Thursday, March 5, 2020

The Cult of Power

I don't personally have a problem with Christianity in general, or with people who follow Christianity as a spiritual path. As a Thelemite, I believe that everyone's spiritual path is entirely their own business. It does me no good to disparage someone else's spirituality just because it doesn't work for me. Now if you read Augoeides, you might be a little puzzled by that statement. I do post a lot of articles making fun of a certain group of people who I call "Poor Oppressed Christians." This group is generally made up of evangelicals and fundamentalists - but I should stress that not all evangelicals and fundamentalist Christians belong to it.

Salon has an article up today about a new book that articulates exactly what I find objectionable about these particular Christians. They don't worship God or Christ as much as they worship political power. The "Oppressed" thing is basically a narcissistic ruse, in that the whole point is to gain special rights and privileges that they can use against those they see as enemies - atheists and agnostics, the LGBT community, and even other Christians they consider heretics. The bottom line is that if they were willing to leave the rest of us alone and quit trying to write their beliefs into laws that everyone has to follow, I would leave them alone.

Author Katherine Stewart has the answer: Because the true god these folks worship is power. In her book, "The Power Worshippers: Inside the Dangerous Rise of Religious Nationalism," Stewart details how she traveled around the country, getting to know the various Christian conservative figures that are whipping support for Trump and his agenda. She deems the "Christian nationalists" and demonstrates how their supposedly Christian values always come second to their endless quest for power. Stewart spoke with Salon about her new book. This interview has been edited for clarity and length.

In the intro of the book you write that most Americans view the Christian right as a "cultural movement centered on a set of social issues, such as abortion and same-sex marriage." But in fact, it's a political movement and its ultimate goal is power. What do you mean by that?

I think when we think of the religious right, we're often thinking of a cultural movement or social movement that works from the bottom up, expressing the anxieties and reactions of a particular group in American society to change social realities, focused on issues like reproductive rights or same-sex marriage. But Christian nationalism really works from the top down. It actively shapes and manipulates its target population, and it often shifts its target.

When movement leaders are talking to the congregants or to pastors who speak to congregants, it's all abortion all the time. The foot soldiers may even believe that they're fighting for things like a ban on abortion or same-sex marriage, but the leaders have actually consciously reframed these issues in such a way that they can control the vote of a large subsection of the American public. They use that to solidify and maintain political power for themselves and their allies, to increase the flow of public and private money in their direction, and to enact economic policies that are favorable to their funders.

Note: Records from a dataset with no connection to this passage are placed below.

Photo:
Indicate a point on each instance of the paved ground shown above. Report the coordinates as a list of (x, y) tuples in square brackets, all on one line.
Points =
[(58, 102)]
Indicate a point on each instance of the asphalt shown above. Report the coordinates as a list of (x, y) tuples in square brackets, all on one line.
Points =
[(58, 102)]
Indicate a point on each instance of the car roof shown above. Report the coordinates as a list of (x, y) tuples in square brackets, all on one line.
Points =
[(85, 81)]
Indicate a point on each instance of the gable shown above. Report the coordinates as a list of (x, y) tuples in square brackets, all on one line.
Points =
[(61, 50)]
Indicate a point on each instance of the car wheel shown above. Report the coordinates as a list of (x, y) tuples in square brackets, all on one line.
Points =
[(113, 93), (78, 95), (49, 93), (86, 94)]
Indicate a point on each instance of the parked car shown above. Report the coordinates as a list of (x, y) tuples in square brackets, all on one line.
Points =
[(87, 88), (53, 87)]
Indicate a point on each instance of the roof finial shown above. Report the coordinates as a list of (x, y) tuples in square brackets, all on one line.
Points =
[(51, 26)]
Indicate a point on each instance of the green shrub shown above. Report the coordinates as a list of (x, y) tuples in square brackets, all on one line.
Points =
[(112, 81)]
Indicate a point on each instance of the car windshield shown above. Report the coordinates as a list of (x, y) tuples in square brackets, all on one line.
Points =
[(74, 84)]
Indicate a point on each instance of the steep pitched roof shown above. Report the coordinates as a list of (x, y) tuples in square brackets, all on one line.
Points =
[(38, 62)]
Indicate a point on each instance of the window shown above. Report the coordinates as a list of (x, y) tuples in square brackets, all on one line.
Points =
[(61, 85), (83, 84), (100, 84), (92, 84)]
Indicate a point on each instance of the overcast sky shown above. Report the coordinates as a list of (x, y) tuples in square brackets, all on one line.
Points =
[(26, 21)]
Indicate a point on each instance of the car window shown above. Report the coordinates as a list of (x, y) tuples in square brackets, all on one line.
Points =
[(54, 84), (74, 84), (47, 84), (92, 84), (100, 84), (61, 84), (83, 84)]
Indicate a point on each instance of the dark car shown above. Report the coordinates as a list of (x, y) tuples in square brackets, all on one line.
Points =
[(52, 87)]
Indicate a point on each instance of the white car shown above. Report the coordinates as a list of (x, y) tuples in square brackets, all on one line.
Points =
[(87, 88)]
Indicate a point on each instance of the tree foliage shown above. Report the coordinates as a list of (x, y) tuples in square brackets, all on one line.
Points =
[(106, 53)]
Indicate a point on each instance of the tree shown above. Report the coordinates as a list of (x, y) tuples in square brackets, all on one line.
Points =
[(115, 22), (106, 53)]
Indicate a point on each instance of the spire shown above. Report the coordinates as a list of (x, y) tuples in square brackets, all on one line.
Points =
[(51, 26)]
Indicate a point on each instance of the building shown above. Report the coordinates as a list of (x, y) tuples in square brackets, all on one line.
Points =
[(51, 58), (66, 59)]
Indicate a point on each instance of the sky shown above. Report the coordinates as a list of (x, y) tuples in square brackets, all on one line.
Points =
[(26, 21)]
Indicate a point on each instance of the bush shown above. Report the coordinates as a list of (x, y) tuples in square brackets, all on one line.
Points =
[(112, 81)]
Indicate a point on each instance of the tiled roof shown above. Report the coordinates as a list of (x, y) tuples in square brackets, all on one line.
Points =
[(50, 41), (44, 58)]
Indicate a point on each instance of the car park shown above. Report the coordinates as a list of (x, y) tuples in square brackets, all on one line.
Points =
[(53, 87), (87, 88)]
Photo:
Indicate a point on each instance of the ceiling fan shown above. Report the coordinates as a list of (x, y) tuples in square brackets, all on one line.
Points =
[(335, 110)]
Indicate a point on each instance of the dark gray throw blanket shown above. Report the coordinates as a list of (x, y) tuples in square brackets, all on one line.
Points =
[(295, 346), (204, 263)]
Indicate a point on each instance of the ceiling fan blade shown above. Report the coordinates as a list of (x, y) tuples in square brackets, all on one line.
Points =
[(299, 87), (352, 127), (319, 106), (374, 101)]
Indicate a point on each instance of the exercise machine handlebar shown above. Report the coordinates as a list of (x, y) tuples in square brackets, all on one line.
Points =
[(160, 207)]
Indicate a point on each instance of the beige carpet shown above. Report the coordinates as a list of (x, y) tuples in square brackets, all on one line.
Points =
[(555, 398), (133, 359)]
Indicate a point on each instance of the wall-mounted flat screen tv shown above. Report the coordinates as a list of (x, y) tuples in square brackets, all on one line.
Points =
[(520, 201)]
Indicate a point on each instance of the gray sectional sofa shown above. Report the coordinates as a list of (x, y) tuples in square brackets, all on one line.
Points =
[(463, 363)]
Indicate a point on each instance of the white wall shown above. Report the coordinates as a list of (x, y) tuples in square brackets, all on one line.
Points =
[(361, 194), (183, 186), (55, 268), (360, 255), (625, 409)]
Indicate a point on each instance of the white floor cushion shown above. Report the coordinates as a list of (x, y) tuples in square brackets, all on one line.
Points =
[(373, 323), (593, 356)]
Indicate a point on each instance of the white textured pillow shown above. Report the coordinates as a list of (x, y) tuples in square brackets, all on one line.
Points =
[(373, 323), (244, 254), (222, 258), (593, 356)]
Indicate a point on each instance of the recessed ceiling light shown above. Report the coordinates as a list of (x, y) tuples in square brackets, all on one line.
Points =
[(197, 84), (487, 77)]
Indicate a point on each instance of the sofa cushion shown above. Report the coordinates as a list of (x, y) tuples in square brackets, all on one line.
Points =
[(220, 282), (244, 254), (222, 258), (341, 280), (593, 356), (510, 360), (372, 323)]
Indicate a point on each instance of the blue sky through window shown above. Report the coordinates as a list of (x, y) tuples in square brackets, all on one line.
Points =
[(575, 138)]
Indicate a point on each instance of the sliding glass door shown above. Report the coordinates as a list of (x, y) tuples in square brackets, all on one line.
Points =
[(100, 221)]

When you dig a little deeper into what the movement leaders talk about when they talk with one another, they actually advocate for a very wide range of policy issues that don't just have to do with abortion or same-sex marriage. A lot of it has to do with economic policy. A lot of it has to do with foreign policy, social policy. It's important to look at the movement in this broader fashion as a political movement that wants power.

That's just the first question. Go ahead and read the whole thing, it's quite good.

I want to emphasize two things here. First, not all evangelical and fundamentalist Christians are part of this group. It's entirely possible - and probably a lot more spiritually healthy - to have conservative Christian beliefs and just keep your mind on living your life according to those beliefs. For a long time, too, conservative Christians mostly stayed out of politics, or at least political activism. The modern "religious right" only dates back to the 1960's, and mostly arose as a reaction against the youth and civil rights culture of that time.

Second, as a political lefty I'm no fan of Donald Trump, and Stewart frames much of her book's argument in those terms. While I agree with those points, I think it's important to emphasize that this goes far beyond Trump himself. As I see it, one of the reasons that the Republican Party has been unwilling to rein Trump in is that the "religious right," or if you will, "Poor Oppressed Christians," have spent decades infiltrating the party leadership and transforming it into a manifestation of their "religion of power."

I'd be happy to offer these folks a truce - if they quit trying to legislate my civil rights away as a member of a minority religion, I'll quit making fun of them. Maybe that would work if I were a highly prominent public figure, but I doubt it. After all this time it seems that their desire for power is way more important to them than being the butt of a few jokes.